Fitz: Cast into outer darkness, but still she doesn’t give up hope of seeing Lilibet again – who by now has become the Queen.
MT: Yes. It is all she wants. So she buys a cottage by the only road from Aberdeen to Balmoral Castle, and for the rest of her life whenever the Queen is in residence, she stands in her cottage, gazing out the huge window visible from the road, hoping that one day her Lilibet will call in. But as the record shows, or at least as the official record shows … she never does.
Fitz: Oh, Crawfie! Dear God, the agony of it. If you were to choose one emotion that Crawfie would have had as she sat in that window and watched the Queen go by – year, after year, after year – what emotion would you pick - anger, sadness, hope?
MT: Heartbreak. Sheer heartbreak every time she did but see her passing by, and not stopping. It is all just so sad, and moving. Not only did Crawfie devote those 17 years to the two princesses, but she sacrificed her own possibility of having children of her own – and then never saw the two princesses she did raise again. Tragically, she tried to commit suicide after she lost her husband in the late 70s, leaving a note along the lines of, “I can’t bear to see those I love pass me by on the road.”
Fitz: Crawfie! Would royal historians accept that even this detail of this story is true?
MT: Broadly, yes. The belief is that the Queen didn’t ever drop in to say hello to her on her way to Balmoral Castle, that the Queen never spoke to Crawfie again, and neither did Margaret. Crawfie died in 1988, alone.
Fitz: But it is not just Crawfie I feel sorry for in this sad story, but also the Queen and Princess Margaret. The pathos of it all.
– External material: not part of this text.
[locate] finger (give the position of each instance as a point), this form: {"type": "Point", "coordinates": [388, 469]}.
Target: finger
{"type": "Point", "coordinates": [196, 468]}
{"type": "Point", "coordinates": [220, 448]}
And it really was surely horrible for the Queen – who must have known the right thing to do, and must have wanted to see her, but personal duty and desire was trumped by royal duties. Crawfie had to be made an example of. For all. Who talks is done. All those forces placed upon you, getting in the way of normal human interaction. All the carry-on, and you can’t even see those you love.
MT: I don’t know about that. After seeing the play, a lot of people say, like you: “The Queen had no choice. It was her duty.” And I say that’s bunkum – she was the Queen. She can literally do what she wants. But she didn’t. She forgave Fergie for the toe-sucking, and forgave Andrew for the Epstein scandal, but couldn’t forgive Crawfie for putting her name to the book that made Lilibet look great, that the Queen Mother had ostensibly given her permission to write. And had done so because the Foreign Office felt it would help Britain win the next war! The Queen should have seen her.
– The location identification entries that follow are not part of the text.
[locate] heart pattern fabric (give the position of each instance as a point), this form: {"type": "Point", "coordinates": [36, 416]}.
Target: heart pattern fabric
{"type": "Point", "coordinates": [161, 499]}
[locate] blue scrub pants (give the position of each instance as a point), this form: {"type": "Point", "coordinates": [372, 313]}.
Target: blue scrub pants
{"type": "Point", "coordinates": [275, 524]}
Fitz: I am going to tell the Australian Monarchist League what you just said, and you will be in BIG trouble. Moving on, I was stunned by how cleverly you put the play together. How does one even begin to write a play?
MT: I researched the story for two years, travelled to England and Scotland and began jotting different scenes in my notebook. I always knew I had to start and finish with Crawfie gazing out the window, and I also knew I would have to have several actors filling many roles – and we ended up with three actors to play a dozen roles, to make it more interesting. We went from there, splicing the scenes together and working out how to tell it.
Fitz: Did you uncover fresh insights in your research?
MT: Certainly. And it turned out Crawfie was born about 15 minutes from where my Scottish family still live. So I felt like I had an understanding of the kind of person that she was. And as I am also a woman who doesn’t have children ...
Fitz: Are you really one of those “childless cat ladies” I have heard about, wrecking the joint?
MT: [Laughing] Speaking! But it means I am very close to my own niece, Molly – who I am obsessed with, just as she is obsessed with me. That meant I felt like I could channel a lot of Crawfie’s emotions as the Queen passed by. I cannot imagine the agony if Molly ever did that to me, but I tried to capture that in the play.
Fitz: Well, you did. And I wish you, and Molly, all the best.